Это не было пресыщенным любованием римской публики зрелищем того, как львы русского научного мира разрывают кандидатов, словно мучеников-христиан. Публика хотела блеска и огня, остроумия и культуры. Вот почему она наслаждалась Ключевским, игравшим с кандидатом, как кот с мышью. Точно так же ей понравилось «живое и остроумное» выступление Владимира Ивановича Ламанского на докторской защите Николая Дмитриевича Чечулина, в которое он сумел включить аллюзии на «Анну Каренину» Толстого, «Недоросля» Фонвизина, романтические исторические романы Марлинского, а также на Добчинского и Бобчинского из гоголевского «Ревизора». Его речь «состояла из ряда остроумных и метких замечаний, вызвавших в публике веселое настроение» [572]. На защите докторской диссертации Кизеветтера он и его оппоненты Любавский и Богословский «спорили очень оживленно, не без шуточной язвительности с обеих сторон, и публика несколько раз весело аплодировала» каждому из них [573]. Вплоть до крушения старого порядка публика продолжала наслаждаться эрудицией и остроумием академической элиты – по ходу работы того социального механизма, который сами ученые помогли сформировать и совершенствовать.
Этот очерк начался с описания обстоятельств, которые сопутствовали защите диссертации Георгия Вернадского. Несмотря на радость по поводу успешного результата защиты и «дружеские и теплые» чувства, царившие на устроенном по этому поводу торжестве, собравшиеся осознавали, что российская история стоит на пороге событий чрезвычайной важности.
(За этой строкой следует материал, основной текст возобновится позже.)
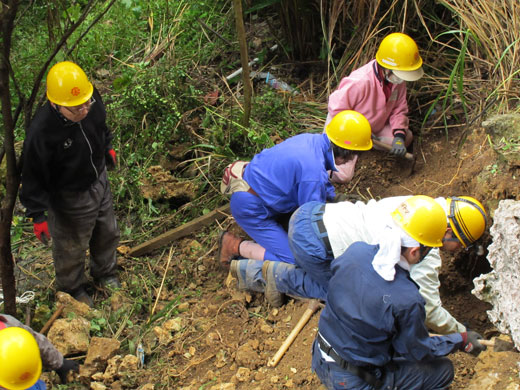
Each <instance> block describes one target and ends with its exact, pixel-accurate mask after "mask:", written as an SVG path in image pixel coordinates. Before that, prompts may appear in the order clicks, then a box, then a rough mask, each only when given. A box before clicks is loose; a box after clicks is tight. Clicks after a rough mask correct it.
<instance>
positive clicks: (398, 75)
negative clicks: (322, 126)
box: [325, 33, 424, 183]
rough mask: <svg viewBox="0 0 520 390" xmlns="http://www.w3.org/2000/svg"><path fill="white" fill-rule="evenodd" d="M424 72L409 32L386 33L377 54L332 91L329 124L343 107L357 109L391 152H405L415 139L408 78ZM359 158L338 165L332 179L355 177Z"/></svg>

Они не могли избавиться от неотступного ощущения, что они «и вся Россия [находятся] на самом краю бездны». Георгий Вернадский уехал из Петрограда 25 октября. Позже он узнал, что красногвардейский отряд «реквизировал» машину его родителей, когда те возвращались домой с вокзала. Ему самому пришлось ехать в Пермь на верхней полке вагона, битком набитого дезертировавшими солдатами. Приехав, он узнал от своей жены, что в городе, который он только что покинул, произошла революция. Они стали свидетелями конца эпохи. И хотя сам Вернадский говорил, что уже «тогда было такое время, что о традициях стали забывать», и он, и его социальное окружение упрямо цеплялись за свои привычки посреди хаоса, воцарявшегося в России. Им было бы грустно узнать, что защита диссертаций в том виде, в каком они ее восприняли, не переживет срок жизни, отпущенный их собственному сословию. Но утешением для них была мысль о том, что они до самого конца оставались верны ими же заложенным традициям [574].